The majority of respondents forecast a fall in workloads and profit margins as well as a decline in new hires in the coming year.

The RICS said the responses show confidence fell off a cliff once Boris Johnson put the country into lockdown.

Responses received between 5 and 26 March were still indicating a broadly resilient sector, with the majority of firms reporting a pick-up in workloads with a score of +16%.

But those received between 27 March and 7 April, when the country was put into lockdown, signalled a sharp downturn in workloads with most respondents reporting a decline to record a score of -21%.
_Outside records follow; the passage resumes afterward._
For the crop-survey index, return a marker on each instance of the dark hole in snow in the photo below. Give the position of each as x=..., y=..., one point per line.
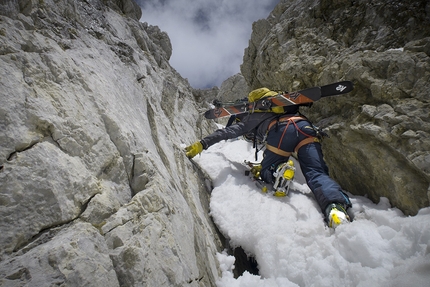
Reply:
x=244, y=263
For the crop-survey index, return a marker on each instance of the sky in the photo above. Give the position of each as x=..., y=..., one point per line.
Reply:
x=208, y=36
x=293, y=246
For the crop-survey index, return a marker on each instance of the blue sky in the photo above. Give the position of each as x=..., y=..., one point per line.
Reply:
x=208, y=36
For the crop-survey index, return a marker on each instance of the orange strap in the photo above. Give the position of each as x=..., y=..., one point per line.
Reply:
x=278, y=151
x=305, y=142
x=284, y=119
x=296, y=149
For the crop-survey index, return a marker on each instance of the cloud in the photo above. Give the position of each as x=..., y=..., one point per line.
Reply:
x=208, y=36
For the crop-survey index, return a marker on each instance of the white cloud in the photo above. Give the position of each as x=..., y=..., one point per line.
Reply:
x=208, y=36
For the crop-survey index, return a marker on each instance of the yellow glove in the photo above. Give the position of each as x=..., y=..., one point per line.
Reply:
x=194, y=149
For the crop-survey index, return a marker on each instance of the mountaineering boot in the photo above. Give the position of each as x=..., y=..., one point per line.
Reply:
x=336, y=215
x=284, y=175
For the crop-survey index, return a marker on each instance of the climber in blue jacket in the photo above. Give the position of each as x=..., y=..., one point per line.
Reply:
x=284, y=135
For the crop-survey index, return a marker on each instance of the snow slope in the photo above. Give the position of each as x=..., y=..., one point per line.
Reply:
x=292, y=244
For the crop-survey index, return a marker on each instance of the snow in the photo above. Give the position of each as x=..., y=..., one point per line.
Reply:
x=293, y=246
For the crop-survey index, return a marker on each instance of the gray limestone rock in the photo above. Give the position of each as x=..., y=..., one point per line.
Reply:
x=379, y=144
x=95, y=188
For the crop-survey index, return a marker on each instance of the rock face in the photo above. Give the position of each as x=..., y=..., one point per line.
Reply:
x=95, y=189
x=380, y=132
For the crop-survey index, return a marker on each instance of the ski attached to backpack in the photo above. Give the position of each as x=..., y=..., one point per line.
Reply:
x=283, y=99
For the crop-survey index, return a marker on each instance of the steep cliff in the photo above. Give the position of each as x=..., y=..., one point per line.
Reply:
x=95, y=189
x=380, y=133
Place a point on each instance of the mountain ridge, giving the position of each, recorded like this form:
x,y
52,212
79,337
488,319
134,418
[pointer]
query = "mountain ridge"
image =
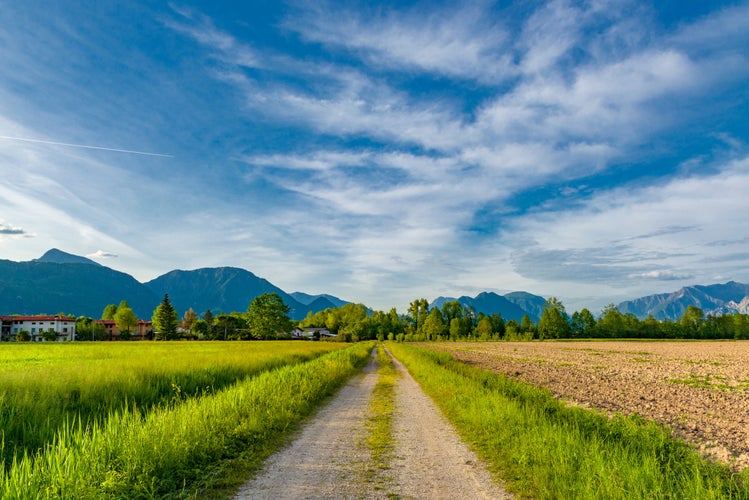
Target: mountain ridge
x,y
712,299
Momentum has slipped across all market sectors apart from infrastructure, where contributors reported a modest rise in activity.
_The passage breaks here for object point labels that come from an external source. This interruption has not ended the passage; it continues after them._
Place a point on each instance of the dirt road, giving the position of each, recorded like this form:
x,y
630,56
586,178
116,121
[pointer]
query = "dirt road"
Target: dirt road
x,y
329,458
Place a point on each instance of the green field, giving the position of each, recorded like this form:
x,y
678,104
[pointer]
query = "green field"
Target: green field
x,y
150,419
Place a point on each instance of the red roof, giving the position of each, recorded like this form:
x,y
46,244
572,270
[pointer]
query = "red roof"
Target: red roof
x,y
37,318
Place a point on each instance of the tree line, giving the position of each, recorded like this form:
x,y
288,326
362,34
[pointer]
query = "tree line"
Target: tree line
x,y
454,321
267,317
Private and public housing workloads stagnated in quarter one, while activity fell in the private commercial and industrial sectors.

The survey also pointed to a huge drop in output over the coming year, with headline workload expectations crashing to -13% in Q1 from +50% in Q4 last year – a swing of 63%.

And the RICS market confidence indicator, a composite measure of workloads, employment and profit margins expectations over the coming 12 months, also fell sharply from the +35% recorded in the final quarter of 2019 to -23% in the first three months of this year.

Profit margins were also expected to see a sharp fall in the coming year, with 43% more surveyors now anticipating a drop.